Şu hususu da belirmek isterim. Mustafa Kemal için eğitim ön koşuldur. Bunun içindir ki ordu savaş içinde iken Mili Eğitim Şurasını topladı. Toplantı salonuna erkek ve hanım öğretmenler ayrı ayrı yani haremlik ve selamlık şeklinde oturdular. Durumu gören Mustafa Kemal üzülür ve M.E.Bakanı Hamdullah Suphi Tanrıöver’e şöyle der:
“Neden öğretmenleri kadın erkek olarak ayrı ayrı oturtuyorsunuz. Ya hanımlarınıza itimadınız yok ya da siz kendinize güvenemiyorsunuz” diyerek kadın erkek eşitliğine değindi. Günümüzün feministlerinin kulakları çınlasın!
Konuşmamı bitirmeden bir hususu daha belirtmek isterim. Mustafa Kemal, Milli Mücadeleye başladığı tarihten ölene kadar hiç yurtdışına gitmemiştir. Yurtdışına gittiği yıllar 1919 dan önceki yıllardır. Bu da şu demektir. Cumhurbaşkanı olarak hiçbir devlet başkanının ayağına gitmemiştir. Buna karşın pek çok ülkenin devlet başkan, kralı ve sair en üst derecede sorumluları Türkiye’ye gelerek Gazi Mustafa Kemal’i ziyaret etmek ihtiyacını hissetmişlerdir. Örneğin. Afgan Kralı Emanullah Han (20.05.1928), Irak Kralı Emir Faysal (16.6.932), Yugoslavya Kralı Aleksander (04.10.1933), İran Şehinşahı Rıza Pehlevi (16.06.1934), İngiliz Kralı IV. Edvart (06.06.1936) ve Romanya Kralı Karol (04.09.1936) Mustafa Kemal Atatürk’ü ziyaret edenler arasındadır.
İngiliz Kralının İstanbul’a gelişleri ve Mustafa Kemal Atatürk’ü Dolmabahçe sarayına gelişleri sırasında deniz motorundan karaya çıkarken pantolonu tozlanır, kirlenir. Kral eliyle pantolon paçasındaki tozları silmek isterken Mustafa Kemal mani olur ve: “Ülkemin toprağı temizdir, sizi de kirletmez” der, temizliğin pantolon paçasında değil, insanın ruhunda olması lazım geldiğini anlatır.

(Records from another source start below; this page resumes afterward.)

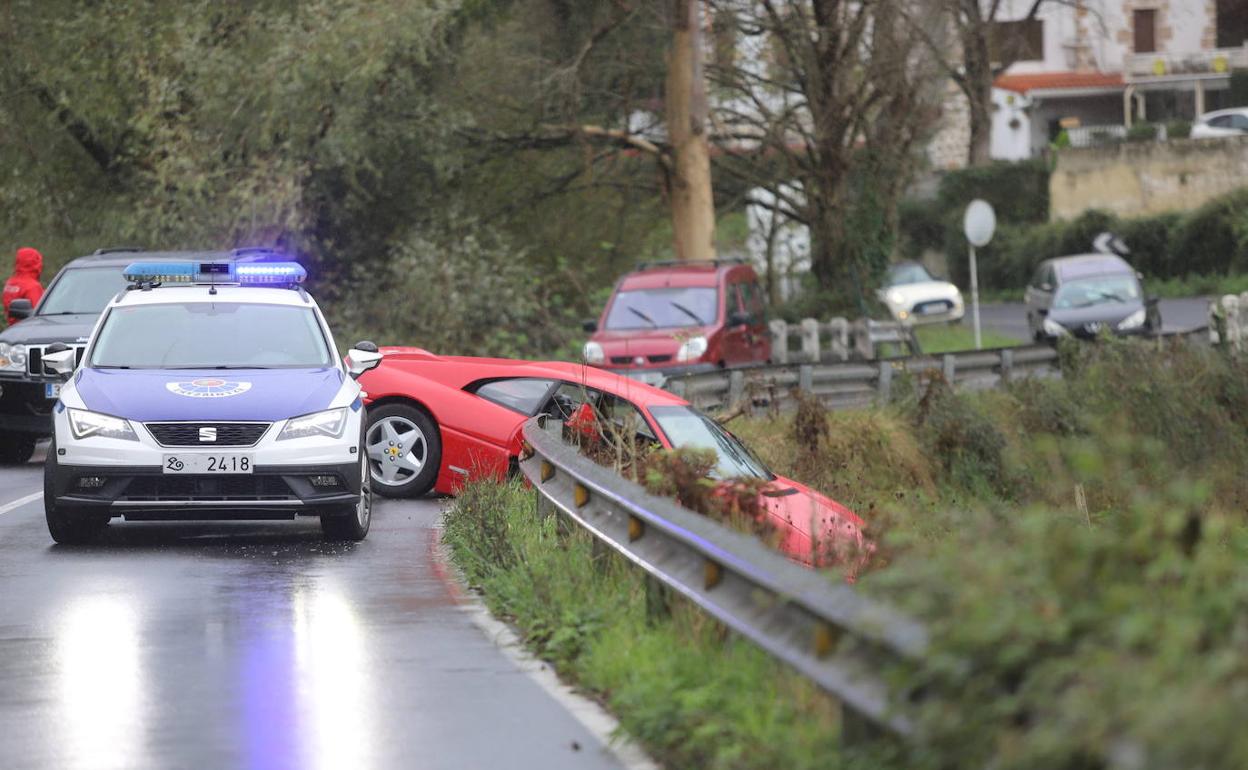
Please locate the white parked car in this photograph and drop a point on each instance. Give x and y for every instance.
(1221, 122)
(914, 296)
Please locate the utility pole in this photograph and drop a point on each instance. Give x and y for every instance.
(693, 204)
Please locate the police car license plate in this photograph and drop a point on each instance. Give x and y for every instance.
(207, 463)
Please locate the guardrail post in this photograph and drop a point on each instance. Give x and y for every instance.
(1006, 366)
(806, 378)
(884, 382)
(735, 387)
(810, 340)
(779, 340)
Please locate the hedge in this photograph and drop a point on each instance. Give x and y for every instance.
(1208, 241)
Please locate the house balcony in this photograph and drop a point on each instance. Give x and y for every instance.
(1162, 66)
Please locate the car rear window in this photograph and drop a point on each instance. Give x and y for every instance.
(523, 394)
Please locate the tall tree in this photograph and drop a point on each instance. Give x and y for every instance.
(824, 109)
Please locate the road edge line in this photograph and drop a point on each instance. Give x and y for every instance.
(600, 723)
(20, 502)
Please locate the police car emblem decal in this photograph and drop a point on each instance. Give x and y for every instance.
(209, 388)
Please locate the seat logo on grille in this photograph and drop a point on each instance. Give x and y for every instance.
(209, 387)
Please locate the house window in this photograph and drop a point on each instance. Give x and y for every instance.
(1232, 24)
(1011, 41)
(1145, 25)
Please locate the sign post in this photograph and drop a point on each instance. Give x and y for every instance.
(979, 225)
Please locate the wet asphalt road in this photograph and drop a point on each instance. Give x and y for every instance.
(256, 645)
(1010, 318)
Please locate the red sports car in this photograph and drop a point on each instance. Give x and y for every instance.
(437, 421)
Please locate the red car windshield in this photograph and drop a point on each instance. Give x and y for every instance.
(668, 307)
(688, 427)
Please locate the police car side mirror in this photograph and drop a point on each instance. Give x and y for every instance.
(20, 308)
(59, 357)
(362, 358)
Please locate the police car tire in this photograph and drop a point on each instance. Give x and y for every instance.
(15, 448)
(423, 481)
(343, 522)
(69, 526)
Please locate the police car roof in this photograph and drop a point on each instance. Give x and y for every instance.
(187, 293)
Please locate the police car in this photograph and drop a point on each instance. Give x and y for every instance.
(209, 391)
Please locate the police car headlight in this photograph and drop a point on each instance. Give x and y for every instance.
(1133, 321)
(13, 356)
(84, 424)
(331, 423)
(692, 348)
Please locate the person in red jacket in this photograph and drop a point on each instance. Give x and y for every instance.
(24, 282)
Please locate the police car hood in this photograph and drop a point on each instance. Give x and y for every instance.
(207, 394)
(41, 330)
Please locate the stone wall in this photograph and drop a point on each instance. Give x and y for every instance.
(1135, 179)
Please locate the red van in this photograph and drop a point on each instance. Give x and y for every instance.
(672, 317)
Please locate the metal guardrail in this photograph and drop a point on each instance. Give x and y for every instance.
(841, 386)
(823, 629)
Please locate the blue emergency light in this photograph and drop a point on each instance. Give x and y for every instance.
(252, 273)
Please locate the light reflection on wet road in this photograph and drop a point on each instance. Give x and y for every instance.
(256, 645)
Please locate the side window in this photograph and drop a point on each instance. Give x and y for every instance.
(521, 394)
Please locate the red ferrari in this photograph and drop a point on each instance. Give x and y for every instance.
(437, 421)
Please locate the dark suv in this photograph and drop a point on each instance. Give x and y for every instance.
(66, 313)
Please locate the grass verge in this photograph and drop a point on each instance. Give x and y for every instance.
(692, 694)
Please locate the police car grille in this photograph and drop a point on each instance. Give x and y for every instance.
(189, 433)
(207, 488)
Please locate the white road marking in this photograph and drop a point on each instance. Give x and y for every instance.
(594, 718)
(20, 502)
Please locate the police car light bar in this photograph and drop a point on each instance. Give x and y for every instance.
(257, 273)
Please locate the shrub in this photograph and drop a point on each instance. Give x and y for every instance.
(1142, 132)
(1178, 129)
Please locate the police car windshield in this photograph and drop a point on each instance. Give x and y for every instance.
(82, 290)
(211, 336)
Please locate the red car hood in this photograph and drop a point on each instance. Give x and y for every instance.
(838, 537)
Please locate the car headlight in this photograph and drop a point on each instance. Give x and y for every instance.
(1133, 321)
(331, 423)
(1053, 328)
(692, 348)
(13, 356)
(85, 424)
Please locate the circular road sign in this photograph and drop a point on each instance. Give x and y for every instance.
(980, 222)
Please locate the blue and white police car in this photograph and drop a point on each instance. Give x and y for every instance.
(209, 391)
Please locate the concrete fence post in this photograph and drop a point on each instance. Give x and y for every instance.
(779, 340)
(806, 378)
(735, 387)
(810, 340)
(884, 382)
(839, 338)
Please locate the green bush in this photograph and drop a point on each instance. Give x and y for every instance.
(1178, 129)
(1142, 132)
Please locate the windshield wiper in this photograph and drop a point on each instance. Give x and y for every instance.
(642, 316)
(688, 312)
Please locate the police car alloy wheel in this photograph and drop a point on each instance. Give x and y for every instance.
(209, 391)
(404, 451)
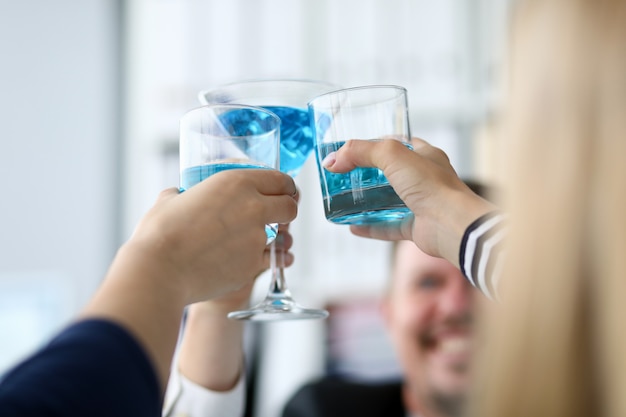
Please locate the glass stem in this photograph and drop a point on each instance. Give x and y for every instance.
(278, 287)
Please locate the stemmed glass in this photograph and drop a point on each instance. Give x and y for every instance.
(288, 99)
(222, 137)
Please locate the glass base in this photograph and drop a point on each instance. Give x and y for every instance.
(278, 308)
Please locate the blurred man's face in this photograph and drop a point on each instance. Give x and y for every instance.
(428, 315)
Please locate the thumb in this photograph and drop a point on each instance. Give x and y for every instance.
(365, 153)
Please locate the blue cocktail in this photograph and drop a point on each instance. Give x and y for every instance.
(288, 100)
(224, 137)
(363, 195)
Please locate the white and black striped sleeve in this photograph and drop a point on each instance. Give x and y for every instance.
(481, 253)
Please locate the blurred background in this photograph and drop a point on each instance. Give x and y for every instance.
(90, 96)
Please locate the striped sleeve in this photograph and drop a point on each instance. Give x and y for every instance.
(481, 254)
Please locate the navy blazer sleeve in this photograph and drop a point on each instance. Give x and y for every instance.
(92, 368)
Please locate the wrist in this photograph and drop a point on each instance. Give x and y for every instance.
(464, 208)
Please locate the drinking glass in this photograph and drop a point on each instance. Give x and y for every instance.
(223, 137)
(363, 195)
(288, 99)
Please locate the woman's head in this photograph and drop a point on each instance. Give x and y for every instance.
(556, 345)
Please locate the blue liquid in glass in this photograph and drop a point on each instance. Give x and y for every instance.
(296, 137)
(192, 176)
(361, 196)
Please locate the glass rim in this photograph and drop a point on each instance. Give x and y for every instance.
(391, 87)
(260, 81)
(234, 106)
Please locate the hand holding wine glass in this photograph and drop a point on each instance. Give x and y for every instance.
(287, 99)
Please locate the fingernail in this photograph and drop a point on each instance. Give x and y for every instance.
(329, 160)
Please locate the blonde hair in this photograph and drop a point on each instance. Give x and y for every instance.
(556, 346)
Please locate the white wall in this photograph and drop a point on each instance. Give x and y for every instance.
(59, 143)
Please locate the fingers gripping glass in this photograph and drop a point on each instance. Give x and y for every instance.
(288, 99)
(363, 195)
(225, 137)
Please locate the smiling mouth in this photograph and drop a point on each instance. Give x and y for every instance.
(447, 344)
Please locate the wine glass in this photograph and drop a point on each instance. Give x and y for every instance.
(288, 99)
(222, 137)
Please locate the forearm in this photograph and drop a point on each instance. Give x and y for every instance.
(211, 352)
(463, 209)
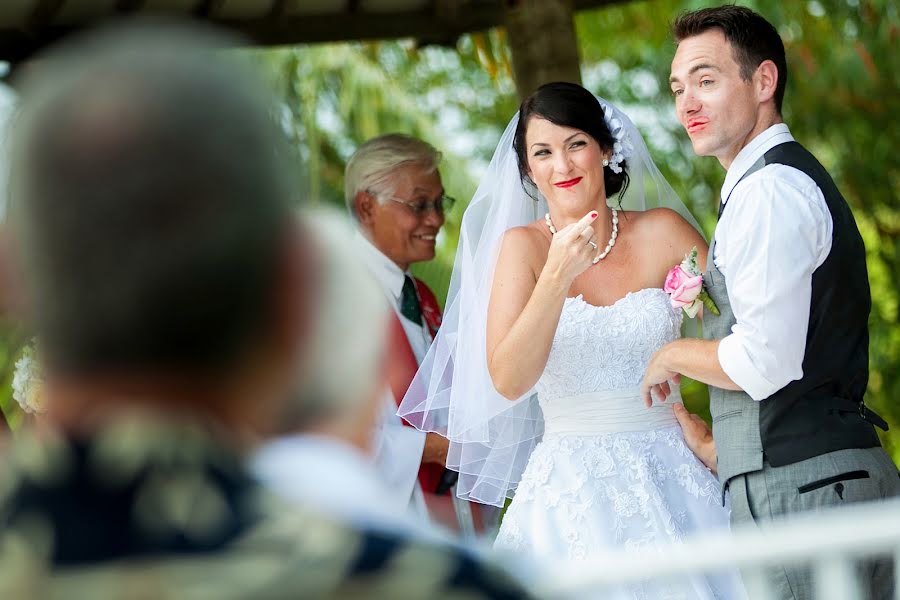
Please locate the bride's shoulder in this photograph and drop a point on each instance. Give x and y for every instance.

Dolmabahçe Sarayında İngiliz Kralı IV. Edvart şerefine ziyafet verilir. Dolmabahçe Sarayının büyük salonunda verilen ziyafet sırasında garson krala servis yaparken tabağı düşürür. Böylesine önemli bir ziyafette, rezillik denecek kadar büyük bir hatadır bu. Ama bunu yapan bir Türk garson ve karşısında Mustafa Kemal vardır. Mustafa Kemal krala dönerek yüksek sesle:
“Ekselansları ben milletime her şeyi öğrettim ama bir tek uşaklığı öğretemedim” diyerek utanılacak durumu, gururlanacak duruma getirir.
Evet böyle. Orta Asya’dan başlayarak Osmanlı İmparatorluğunun son günlerine geldik. Buradan da Cumhuriyetin kuruluşunu gördük. Cumhuriyetin kuruluşu ile Mustafa Kemal’in devrimleri peş peşe gelir: Örneğin; Saltanat ve hilafetin kaldırılması, Laik devlet düzeninin kabulü, Yeni takvimin kabulü, Latin harflerinin kabulü, tevhidi tedrisat kanunun kabulü, tekke, zaviye, türbe ve medreselerin kapatılması, Kadınlara seçme seçilme hakkının verilmesi, kapitülasyonların kaldırılması, şapka ve kıyafet kanunun kabulü gibi pek çok önemli devrimleri gerçekleştirerek Türk halkına uygarlık yolunu açar.